The discovery of affair sites can be devastating. The betrayed spouse feels a myriad of feelings: anger, guilt, betrayal, rage, sadness and loneliness. This intense pain and anger can motivate the offending partner to go back to their lover for comfort and escape. Affair recovery experts recommend doing everything you can to remove yourself from any situation that could lead to further involvement. This includes removing contact information from your social media accounts and changing your phone number, limiting work-related travel and avoiding close friends who may be a temptation.

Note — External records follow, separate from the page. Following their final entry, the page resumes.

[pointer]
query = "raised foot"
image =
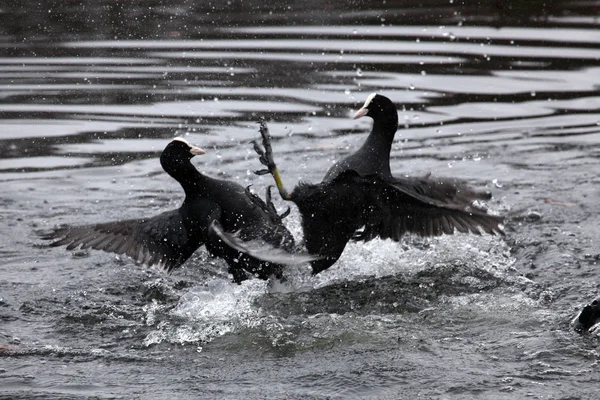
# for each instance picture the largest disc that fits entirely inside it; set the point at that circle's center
(265, 152)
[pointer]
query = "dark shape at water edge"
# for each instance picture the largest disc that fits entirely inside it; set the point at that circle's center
(588, 317)
(213, 210)
(360, 200)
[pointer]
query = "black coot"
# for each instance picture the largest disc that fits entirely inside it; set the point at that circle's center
(359, 199)
(220, 214)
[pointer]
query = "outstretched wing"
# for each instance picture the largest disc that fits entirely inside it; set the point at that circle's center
(161, 241)
(426, 207)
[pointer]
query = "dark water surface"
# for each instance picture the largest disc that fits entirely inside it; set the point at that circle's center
(504, 95)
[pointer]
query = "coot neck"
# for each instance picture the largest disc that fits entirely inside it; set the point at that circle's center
(378, 145)
(194, 184)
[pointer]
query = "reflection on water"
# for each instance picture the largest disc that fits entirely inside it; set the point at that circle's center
(503, 94)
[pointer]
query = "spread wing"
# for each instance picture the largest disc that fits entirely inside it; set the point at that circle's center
(161, 241)
(426, 207)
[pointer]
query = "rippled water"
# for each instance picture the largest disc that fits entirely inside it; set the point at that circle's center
(503, 95)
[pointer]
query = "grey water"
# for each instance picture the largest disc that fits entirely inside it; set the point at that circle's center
(504, 95)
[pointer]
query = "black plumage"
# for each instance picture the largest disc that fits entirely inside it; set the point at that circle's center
(220, 214)
(359, 199)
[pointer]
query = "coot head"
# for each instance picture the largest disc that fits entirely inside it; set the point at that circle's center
(177, 155)
(378, 107)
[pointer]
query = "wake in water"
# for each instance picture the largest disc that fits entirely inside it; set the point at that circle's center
(376, 280)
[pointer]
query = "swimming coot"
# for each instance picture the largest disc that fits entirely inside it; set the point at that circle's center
(360, 200)
(220, 214)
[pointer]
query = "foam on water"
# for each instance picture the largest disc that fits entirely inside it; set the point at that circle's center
(219, 307)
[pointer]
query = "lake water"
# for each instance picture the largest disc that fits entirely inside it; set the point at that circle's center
(503, 95)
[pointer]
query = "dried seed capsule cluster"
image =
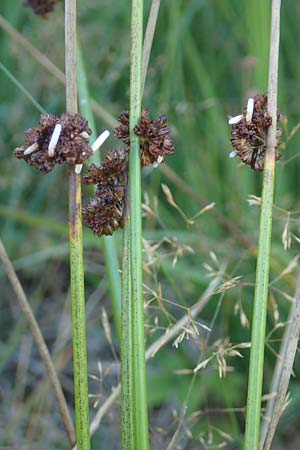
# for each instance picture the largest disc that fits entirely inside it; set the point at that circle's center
(104, 212)
(41, 7)
(56, 140)
(248, 135)
(155, 142)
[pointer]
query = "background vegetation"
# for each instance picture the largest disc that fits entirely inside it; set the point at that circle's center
(208, 57)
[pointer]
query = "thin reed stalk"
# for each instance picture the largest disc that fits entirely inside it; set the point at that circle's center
(76, 253)
(133, 369)
(108, 242)
(140, 414)
(264, 246)
(127, 403)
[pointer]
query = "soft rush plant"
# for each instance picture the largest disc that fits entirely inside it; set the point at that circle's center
(133, 375)
(76, 254)
(264, 244)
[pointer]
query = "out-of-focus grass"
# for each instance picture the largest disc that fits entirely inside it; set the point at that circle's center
(208, 57)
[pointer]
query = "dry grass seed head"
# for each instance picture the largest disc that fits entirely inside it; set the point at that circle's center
(41, 7)
(248, 135)
(71, 145)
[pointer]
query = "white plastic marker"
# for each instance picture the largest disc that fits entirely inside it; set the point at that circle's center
(235, 119)
(54, 139)
(31, 149)
(158, 161)
(96, 145)
(250, 109)
(100, 140)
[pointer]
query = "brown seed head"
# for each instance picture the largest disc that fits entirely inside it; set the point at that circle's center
(104, 213)
(41, 7)
(71, 147)
(155, 142)
(249, 137)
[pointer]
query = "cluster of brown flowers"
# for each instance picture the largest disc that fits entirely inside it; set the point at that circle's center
(248, 135)
(155, 142)
(105, 211)
(56, 140)
(41, 7)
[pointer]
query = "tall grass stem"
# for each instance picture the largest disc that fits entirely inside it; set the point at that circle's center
(264, 246)
(136, 269)
(76, 253)
(108, 242)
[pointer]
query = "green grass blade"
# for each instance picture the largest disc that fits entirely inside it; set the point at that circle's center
(108, 242)
(139, 369)
(264, 246)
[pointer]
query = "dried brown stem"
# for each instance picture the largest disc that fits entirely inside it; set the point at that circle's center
(148, 40)
(40, 343)
(159, 343)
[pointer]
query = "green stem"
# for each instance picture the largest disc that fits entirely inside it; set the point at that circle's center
(78, 313)
(76, 253)
(264, 245)
(139, 369)
(108, 242)
(127, 405)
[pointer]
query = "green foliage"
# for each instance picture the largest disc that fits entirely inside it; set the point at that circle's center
(207, 57)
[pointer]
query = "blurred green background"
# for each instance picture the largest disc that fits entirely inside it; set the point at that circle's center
(208, 57)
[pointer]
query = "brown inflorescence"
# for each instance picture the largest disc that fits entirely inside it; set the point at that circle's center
(72, 146)
(41, 7)
(155, 142)
(248, 137)
(104, 212)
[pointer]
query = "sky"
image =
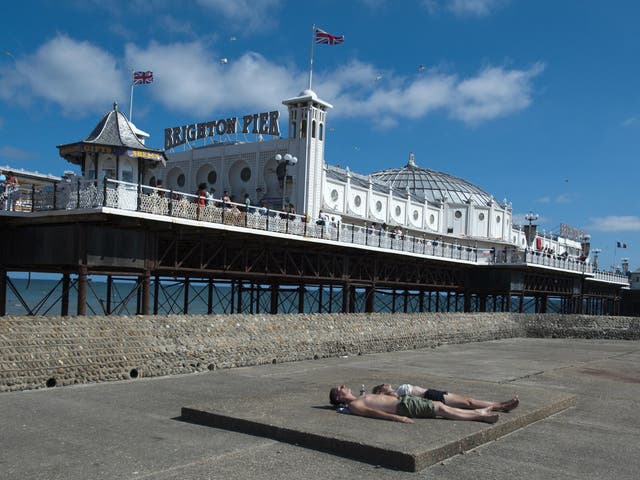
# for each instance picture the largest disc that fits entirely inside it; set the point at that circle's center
(535, 102)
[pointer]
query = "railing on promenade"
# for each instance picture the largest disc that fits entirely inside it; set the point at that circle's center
(88, 194)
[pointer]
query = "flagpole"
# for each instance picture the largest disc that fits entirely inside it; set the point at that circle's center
(131, 99)
(313, 31)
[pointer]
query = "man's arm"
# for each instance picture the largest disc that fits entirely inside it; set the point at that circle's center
(365, 411)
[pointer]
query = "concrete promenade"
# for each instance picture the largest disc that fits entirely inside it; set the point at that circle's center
(133, 430)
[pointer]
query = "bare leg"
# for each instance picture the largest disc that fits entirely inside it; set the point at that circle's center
(458, 401)
(452, 413)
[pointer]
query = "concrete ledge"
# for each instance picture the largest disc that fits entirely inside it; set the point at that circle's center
(297, 419)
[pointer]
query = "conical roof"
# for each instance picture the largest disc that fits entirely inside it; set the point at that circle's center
(113, 134)
(116, 131)
(432, 185)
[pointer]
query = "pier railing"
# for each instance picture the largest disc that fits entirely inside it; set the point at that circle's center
(89, 194)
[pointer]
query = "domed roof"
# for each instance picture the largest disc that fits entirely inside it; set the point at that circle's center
(431, 185)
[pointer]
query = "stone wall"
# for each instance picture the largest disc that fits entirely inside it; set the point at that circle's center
(36, 352)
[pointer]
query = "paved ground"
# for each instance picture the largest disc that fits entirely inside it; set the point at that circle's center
(132, 430)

While it’s tempting to chastise the affair partner for their actions, this is not helpful for the hurt spouse. Rather, the affair partner needs to be heard and understood by their spouse, says therapists. They must also express their remorse in an honest and non-defensive way. In addition, they should not shy away from addressing issues related to the affair such as their own insecurity and desire for something more.
Understanding Betrayal: A Deep Dive into the Emotional Impact of Infidelity
Affair recovery expert Jennifer Meyer suggests focusing on the future of your relationship instead of the pain associated with the past. She encourages couples to discuss their fears and concerns with one another in a safe environment such as a therapist’s office or over a cup of coffee at the local cafe. She also recommends writing down your thoughts and feelings. Having an ongoing journaling routine can help you process the emotions, as well as build intimacy and trust with your spouse.